Constellations de l’exil

Entretien avec Karolina Markiewicz et Pascal Piron

12-12-2018

De documentaires en installations vidéo, d’installations en expériences virtuelles, les artistes et enseignant·e·s Karolina Markiewicz et Pascal Piron interrogent le langage de l’image à partir de ses différentes formes.
Un questionnement sur notre société à travers les thèmes de l’exil des jeunes et des questions mémorielles.

Propos recueillis par Kristel Pairoux, CLAE Luxembourg

L’exil, et plus particulièrement l’exil à l’adolescence sont des thèmes récurrents de votre travail ?
Karolina Markiewicz : Oui. Notre travail autour de ces thèmes a débuté avec Les Formidables. Il s’agissait d’un film et d’une installation vidéo autour des migrations de cinq adolescents pour une exposition collective qui s’est déroulée au CarréRotondes, un centre culturel niché au cœur de la ville de Luxembourg. Suite à cela, nous avons recentré notre travail sur des adolescents, non de l’immigration au sens large mais demandeurs d’asile et réfugiés. Mos Stellarium est né de témoignages que nous avons recueillis auprès de nos élèves. On l’a présenté dans des espaces muséaux et à la biennale de Venise pour le Lichtenstein. À notre sens, il est important de nous confronter à la fois à un public de cinéma, un public plutôt classique de documentaire, mais également – à travers l’installation muséale – à un public qui n’est pas acquis. Nous avons en effet souvent constaté, lors de projections-débats, que l’on prêche des convaincus. Il était dès lors intéressant pour nous de passer par l’installation vidéo non seulement de manière artistique, formelle, mais également pour amener le contenu dans un environnement différent, loin des citoyens engagés pour la cause et des associations humanitaires.
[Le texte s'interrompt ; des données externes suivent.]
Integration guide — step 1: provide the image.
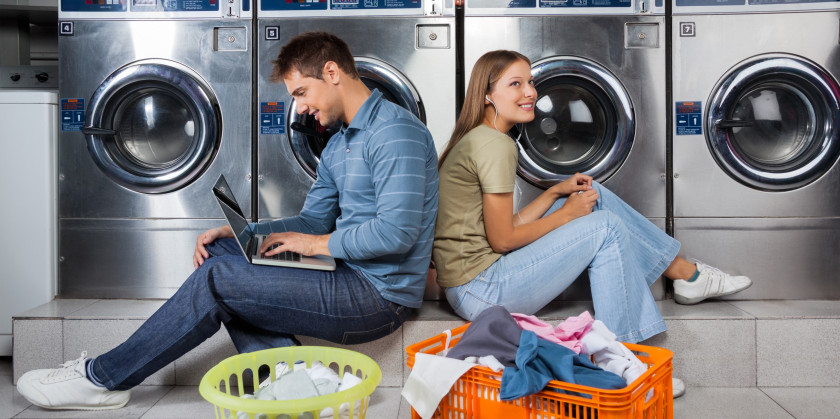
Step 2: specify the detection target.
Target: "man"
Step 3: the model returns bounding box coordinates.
[18,32,438,410]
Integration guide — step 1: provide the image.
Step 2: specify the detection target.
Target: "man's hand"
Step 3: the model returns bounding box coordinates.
[193,226,233,269]
[260,231,330,256]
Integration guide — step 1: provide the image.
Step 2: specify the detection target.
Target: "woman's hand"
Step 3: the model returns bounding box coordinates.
[193,226,233,269]
[558,189,598,221]
[549,173,592,198]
Le titre du film fait référence à l’opération Mos Maiorum ?
K. M. : Mos Maiorum était une action policière qui s’est déroulée en octobre 2014 lors de la présidence italienne du Conseil de l’Europe. Cette opération – il s’en déroule régulière-ment – était mise en place dans les différents États membres de l’Union européenne pour collecter un maximum d’informations sur les réseaux organisés de l’immigration dite clandestine, afin de retracer les parcours et filières des passeurs en vue de les arrêter. Seuls quelques-uns ont été piégés pendant cette action, mais par contre des milliers de demandeurs d’asile ont été appréhendés.
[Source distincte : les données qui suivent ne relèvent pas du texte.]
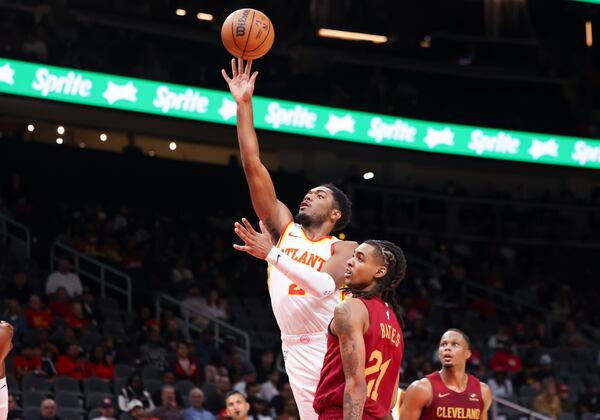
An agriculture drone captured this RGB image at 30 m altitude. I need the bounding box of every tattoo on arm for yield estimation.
[334,305,366,420]
[344,392,365,420]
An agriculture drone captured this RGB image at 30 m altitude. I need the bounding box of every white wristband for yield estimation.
[266,247,337,297]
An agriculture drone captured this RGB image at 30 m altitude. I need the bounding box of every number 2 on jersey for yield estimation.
[288,283,306,296]
[365,350,392,401]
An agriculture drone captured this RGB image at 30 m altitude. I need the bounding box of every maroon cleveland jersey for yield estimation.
[420,372,483,420]
[313,297,404,419]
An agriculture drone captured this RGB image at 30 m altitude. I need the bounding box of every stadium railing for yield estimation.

Les constellations (stellarium) sont des images créées comme des liaisons entre différents points qui correspondent aux étoiles. On tente de trouver un sens dans la lecture de ces images et d’en faire découler des règles et des lignes de vie au quotidien, des comportements sociétaux. Là où les constellations n’ont rationnellement pas d’impact sur la vie, celles que représentent les migrants ont un lien direct avec nous. Les règles éthiques que nous pouvons en tirer proviennent de nous-mêmes, par le biais du visionnage, de l’observation, de la réflexion, de l’introspection. C’est également une réflexion que l’on a développée par rapport au discours médiatique et à la terminologie : qu’est-ce qu’un migrant, un réfugié, un exilé, un passeur ? Et comment cela s’entend-il aujourd’hui ? Par exemple, durant la Seconde Guerre mondiale, les passeurs étaient des héros. Aujourd’hui, ce sont des criminels.
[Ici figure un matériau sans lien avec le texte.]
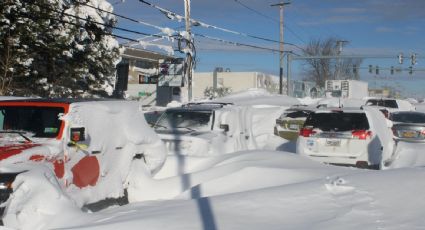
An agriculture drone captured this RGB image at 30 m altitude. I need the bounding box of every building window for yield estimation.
[139,74,158,84]
[134,60,158,69]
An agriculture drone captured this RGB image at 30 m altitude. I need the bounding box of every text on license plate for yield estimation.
[402,131,417,138]
[289,124,299,129]
[326,139,341,146]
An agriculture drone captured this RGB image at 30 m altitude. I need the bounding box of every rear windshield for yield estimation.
[391,113,425,123]
[366,100,398,109]
[154,110,212,131]
[304,112,369,132]
[286,110,311,118]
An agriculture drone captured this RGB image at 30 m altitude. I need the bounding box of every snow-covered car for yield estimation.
[0,99,166,220]
[274,106,313,140]
[296,107,394,169]
[389,111,425,142]
[365,98,416,113]
[154,102,284,156]
[154,103,229,155]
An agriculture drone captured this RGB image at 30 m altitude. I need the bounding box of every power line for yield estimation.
[139,0,302,49]
[234,0,279,24]
[193,33,280,52]
[23,3,302,58]
[69,0,175,34]
[234,0,306,43]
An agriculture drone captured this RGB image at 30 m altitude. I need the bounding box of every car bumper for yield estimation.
[0,189,13,219]
[297,137,380,168]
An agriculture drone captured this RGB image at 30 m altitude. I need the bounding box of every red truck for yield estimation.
[0,99,166,222]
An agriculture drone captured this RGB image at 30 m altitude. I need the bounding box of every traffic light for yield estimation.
[159,63,169,75]
[398,53,403,64]
[410,53,416,65]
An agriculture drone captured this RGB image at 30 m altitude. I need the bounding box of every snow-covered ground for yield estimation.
[29,151,425,229]
[2,91,425,230]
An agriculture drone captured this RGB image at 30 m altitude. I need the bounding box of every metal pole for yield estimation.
[184,0,193,101]
[270,2,290,94]
[286,53,292,96]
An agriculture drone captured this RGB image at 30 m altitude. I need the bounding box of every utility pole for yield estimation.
[184,0,193,102]
[334,40,348,80]
[270,2,291,95]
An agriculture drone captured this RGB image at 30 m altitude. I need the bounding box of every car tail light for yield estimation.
[300,128,316,137]
[380,109,389,119]
[356,161,369,169]
[351,130,372,140]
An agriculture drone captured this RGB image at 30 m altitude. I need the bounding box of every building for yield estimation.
[121,47,182,105]
[291,81,324,98]
[190,68,280,100]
La poésie est l’un des fils rouges de votre travail ?
Pascal Piron : Oui, c’est lié à notre background d’artiste… Le principe est de ne jamais documenter quelque chose juste de manière descriptive mais de trouver le moyen de nous exprimer sur la réalité en l’appréhendant à un autre niveau, de l’interpréter, la façonner pour créer quelque chose qui raconte les faits que nous traitons mais aussi quelque chose de plus universel sur l’humanité.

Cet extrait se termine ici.